欧州の通信大手・ボーダフォンは4G電波を利用したドローン追跡システムを試験中です。
ボーダフォンと聞くと、ソフトバンクの前身となった過去の携帯会社を想像しますが、欧州では、現在でも多くのユーザーを抱える携帯会社です。ボーダフォン・グループは世界33か国にパートナーを持っています。
ドローンは飛行機やヘリコプターより小さいため、一般的なレーダーで測位することが難しく、しばしば衝突事故や民間航空機の妨害などの問題を起こしてきました。しかし、ボーダフォンのこの技術が確立されれば、より精度の高いドローン制御が可能になります。
4GのSIMカードによりドローンをシステム管理できるようになれば、ドローンが空港に侵入したり、マフィアが麻薬を密輸したりするのを未然に防げます。
50メートルの精度でドローンを測位でき、ドローンが空港や刑務所のような規制区域に近づいた場合、強制的にオペレーターのもとに帰還させるか、着陸させることができます。

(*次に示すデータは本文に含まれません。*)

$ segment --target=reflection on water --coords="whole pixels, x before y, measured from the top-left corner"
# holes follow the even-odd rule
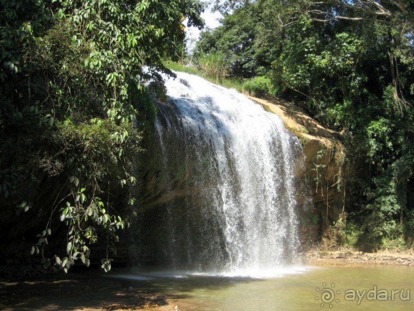
[[[412,267],[291,267],[264,272],[267,275],[160,271],[111,276],[127,279],[133,287],[179,297],[182,311],[414,310]]]

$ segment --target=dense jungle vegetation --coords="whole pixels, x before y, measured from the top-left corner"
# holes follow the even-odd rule
[[[0,250],[23,252],[26,241],[45,267],[67,271],[98,245],[110,269],[154,113],[143,84],[171,73],[162,58],[177,59],[183,21],[201,27],[203,10],[196,0],[0,1]],[[47,255],[65,241],[63,255]]]
[[[331,184],[346,190],[344,242],[411,247],[414,3],[215,3],[222,25],[202,32],[192,62],[253,95],[291,100],[339,131],[348,170]]]
[[[215,2],[222,25],[189,59],[340,131],[348,242],[412,247],[412,1]],[[88,265],[91,246],[110,250],[133,214],[131,159],[155,113],[144,83],[172,74],[163,60],[183,60],[182,22],[202,27],[203,10],[198,0],[0,0],[2,247],[23,241],[65,271]],[[48,257],[62,241],[65,254]]]

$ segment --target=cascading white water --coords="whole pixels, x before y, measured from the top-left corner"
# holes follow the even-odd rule
[[[291,262],[299,243],[297,138],[236,91],[176,75],[165,84],[174,115],[160,107],[155,124],[163,169],[174,176],[167,182],[184,180],[181,198],[165,206],[170,262],[228,271]]]

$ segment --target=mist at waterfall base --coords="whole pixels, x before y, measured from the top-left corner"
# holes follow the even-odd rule
[[[168,103],[158,103],[154,124],[162,194],[143,214],[136,243],[170,270],[258,277],[297,270],[286,267],[300,247],[297,138],[235,90],[176,74],[164,77]]]

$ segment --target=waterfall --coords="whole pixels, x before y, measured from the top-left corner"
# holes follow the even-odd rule
[[[176,75],[165,77],[169,103],[159,103],[155,124],[167,198],[152,216],[158,254],[170,266],[205,270],[292,262],[298,140],[235,90]]]

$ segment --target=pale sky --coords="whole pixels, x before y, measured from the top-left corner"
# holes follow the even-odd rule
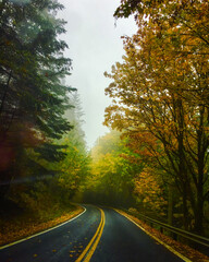
[[[116,21],[113,13],[120,0],[59,0],[65,10],[59,12],[67,31],[62,38],[67,43],[65,56],[73,60],[72,75],[66,84],[76,87],[82,100],[86,142],[91,147],[96,140],[108,132],[102,126],[104,108],[111,104],[104,88],[111,82],[103,72],[122,60],[122,35],[136,33],[134,19]]]

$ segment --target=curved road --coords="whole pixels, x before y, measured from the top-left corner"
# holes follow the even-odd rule
[[[11,247],[0,262],[182,262],[111,209],[85,205],[77,218]]]

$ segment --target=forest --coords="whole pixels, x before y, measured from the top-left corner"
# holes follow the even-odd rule
[[[63,8],[0,2],[0,234],[79,202],[209,237],[208,2],[121,0],[114,17],[134,15],[137,32],[104,72],[110,132],[90,151],[79,91],[65,81]]]

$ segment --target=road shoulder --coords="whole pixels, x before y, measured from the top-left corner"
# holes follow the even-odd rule
[[[114,209],[119,214],[125,216],[127,219],[133,222],[137,227],[139,227],[142,230],[144,230],[147,235],[149,235],[152,239],[155,239],[160,245],[164,246],[167,249],[169,249],[172,253],[181,258],[185,262],[209,262],[209,258],[197,250],[192,249],[190,247],[180,243],[170,237],[161,234],[155,228],[151,228],[147,224],[143,223],[138,218],[134,217],[133,215],[130,215],[125,213],[124,211]]]
[[[10,247],[12,245],[15,245],[17,242],[25,241],[35,236],[45,234],[49,230],[54,229],[56,227],[62,226],[65,223],[69,223],[70,221],[76,218],[84,212],[85,212],[85,209],[83,206],[75,205],[75,210],[73,210],[72,212],[65,213],[54,219],[50,219],[45,223],[30,224],[30,225],[27,225],[25,228],[17,229],[17,230],[15,230],[14,228],[13,231],[7,231],[7,234],[0,233],[0,250],[7,247]]]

ボーダフォンがスペインで行ったテストでは、重量2キロ、翼の幅が1.3メートルのドローンが利用されました。ドローンは総距離32キロメートルのコースを飛行し、詳細な飛行データやGPS座標、HD映像データなどの送信に成功しました。
この新しいシステムを普及させるために、まずは欧州航空安全機関(EASA)の許可を得る必要があります。
ドローンメーカーは全てのドローンにSIMカードスロットを設ける必要がありますが、必ずしもボーダフォンの電波を使用するわけではありません。

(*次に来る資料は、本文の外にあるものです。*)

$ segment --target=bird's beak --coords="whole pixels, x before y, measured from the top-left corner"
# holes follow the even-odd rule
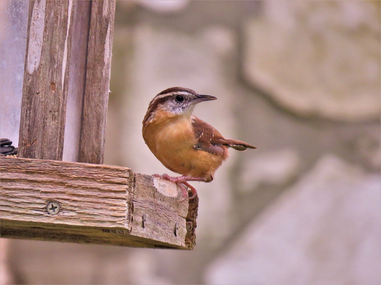
[[[200,102],[210,101],[211,100],[215,100],[216,99],[216,97],[210,95],[200,95],[199,94],[197,95],[197,98],[191,100],[190,103],[192,104],[197,104]]]

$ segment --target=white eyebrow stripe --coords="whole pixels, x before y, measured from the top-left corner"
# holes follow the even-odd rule
[[[173,94],[179,94],[180,95],[184,95],[184,96],[186,96],[187,95],[190,95],[190,94],[188,92],[186,91],[179,91],[178,92],[170,92],[169,93],[165,93],[165,94],[162,94],[160,95],[157,95],[156,97],[154,98],[154,101],[156,101],[157,99],[160,99],[160,98],[163,98],[165,97],[169,97],[172,96]]]

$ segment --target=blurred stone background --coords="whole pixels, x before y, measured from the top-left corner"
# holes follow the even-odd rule
[[[105,163],[169,172],[141,128],[174,86],[217,97],[195,114],[258,149],[194,184],[193,251],[2,239],[2,284],[381,283],[380,15],[379,1],[117,1]]]

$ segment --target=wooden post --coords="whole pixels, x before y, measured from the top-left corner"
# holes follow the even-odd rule
[[[62,160],[66,132],[68,160],[103,163],[115,13],[115,0],[30,1],[20,157]]]
[[[31,1],[19,155],[62,159],[72,2]]]
[[[29,3],[24,158],[0,159],[2,237],[192,249],[197,197],[179,203],[173,182],[100,165],[115,0]],[[58,161],[64,145],[78,162]]]
[[[91,2],[78,162],[103,163],[115,1]]]

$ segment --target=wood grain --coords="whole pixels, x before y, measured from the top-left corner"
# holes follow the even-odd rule
[[[62,160],[78,162],[91,1],[77,1],[73,9],[69,87]]]
[[[3,237],[194,247],[198,200],[178,203],[179,192],[159,192],[151,176],[120,166],[3,157],[0,179]],[[47,213],[50,201],[59,203],[58,214]]]
[[[30,2],[20,157],[62,158],[73,3]]]
[[[91,2],[78,162],[103,163],[115,0]]]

とはいえ、以前からドローンのSIMカード管理化は想定されていたので、多くのドローンメーカーにとって、この調整は難しい事ではないでしょう。
ロンドンでは、2017年だけでも、ドローンに関する事件がいくつか起こっています。そのうちの1つは、乗客130人を乗せた旅客機にドローンが接近したというもので、あわや衝突事故になるところでした。

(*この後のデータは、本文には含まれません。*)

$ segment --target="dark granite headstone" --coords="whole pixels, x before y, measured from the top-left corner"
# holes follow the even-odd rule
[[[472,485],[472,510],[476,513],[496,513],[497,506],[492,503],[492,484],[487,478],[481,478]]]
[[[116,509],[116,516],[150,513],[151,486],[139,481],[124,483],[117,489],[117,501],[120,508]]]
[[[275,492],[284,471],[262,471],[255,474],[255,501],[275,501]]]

もう一つは、ロンドンの刑務所に密輸用ドローンが出現したという事件です。こういったドローンに関係する事件があったために、欧州航空安全機関(EASA)は、迅速なドローンの規制化を進めています。
ボーダフォンのドローン追跡システムは、アマゾンの宅配サービスにも利用される見込みです。アマゾンのプライムエアーは、注文後30分以内に商品が家に届くサービスで、イギリスのケンブリッジではすでにドローンのテストが行なわれています。